Jessica wrote back that they had just seen what Swantor had forwarded, telling J.T. of the latest developments in the case and how they were now on a chase to locate Dr. Swantor. She added:

Remember the shaky camera? It wasn't the camera shaking, it was the guy's yacht. From what I gather, watching the graphics, he intends on throwing the female hostage and the bone cutter to Kenyon. Then he plans to film the entire event. After that, I don't know what he may or may not do. He may attempt to bring Kenyon more people to feed on, so he can go on filming the cannibalism.

Jessica logged off. “We've got to locate that fucking yacht,” Jessica told Sorrento.

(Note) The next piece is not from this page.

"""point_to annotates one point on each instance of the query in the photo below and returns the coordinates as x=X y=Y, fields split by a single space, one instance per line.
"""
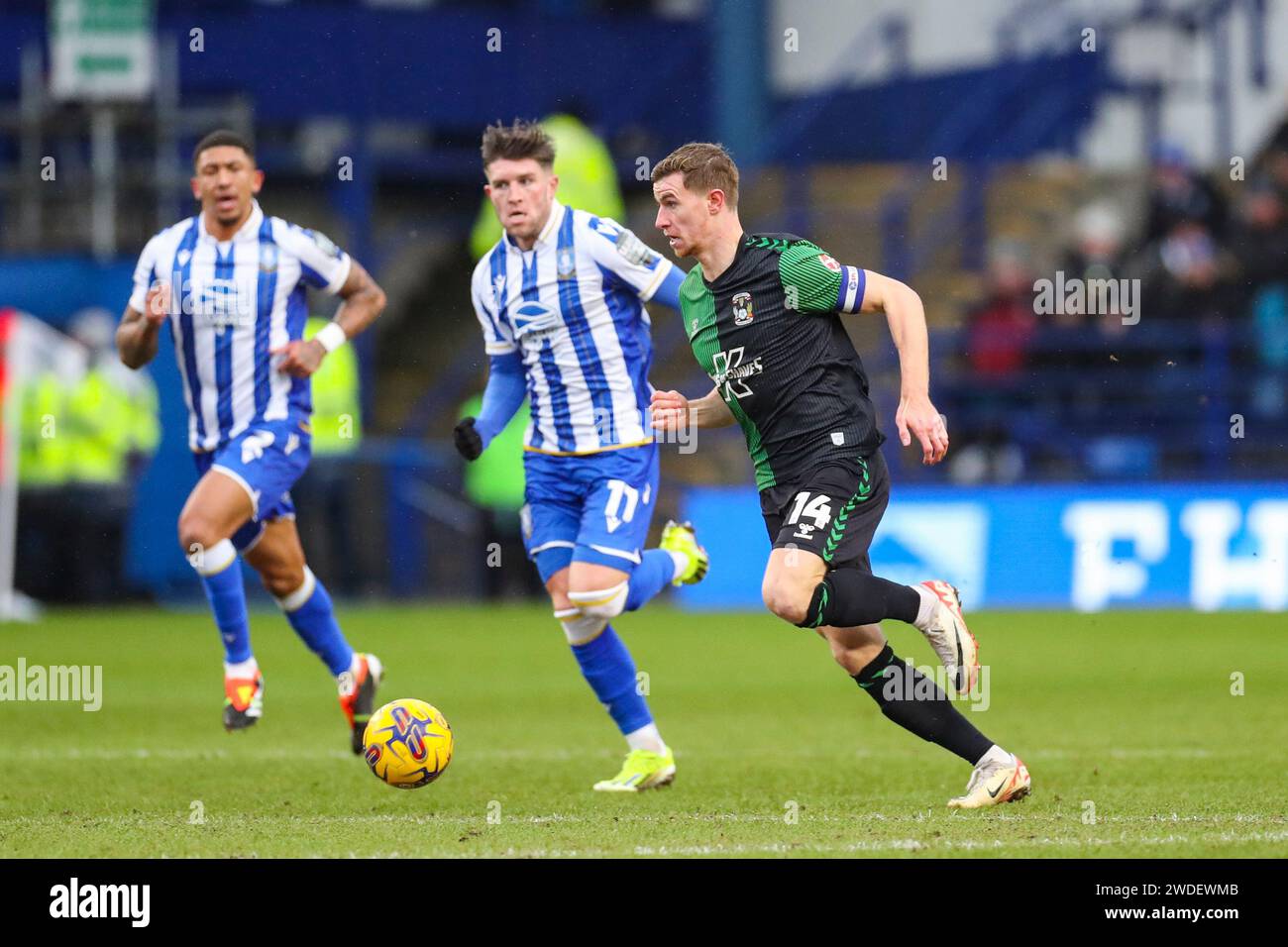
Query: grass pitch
x=1127 y=722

“ They've got every available boat in the Guard looking for it, along with the NOPD water police by now, I'm sure,” he replied. “Doctor, if it's out there, we'll find it.”

“ Why aren't we getting any aerial help from Coast Guard choppers, Captain?” she asked Captain Jon Quarels. “They're used to such conditions.”

“ Bad weather-related problems south in the Gulf. Everything's been diverted there for rescue operations. Looks like a hurricane on the way.”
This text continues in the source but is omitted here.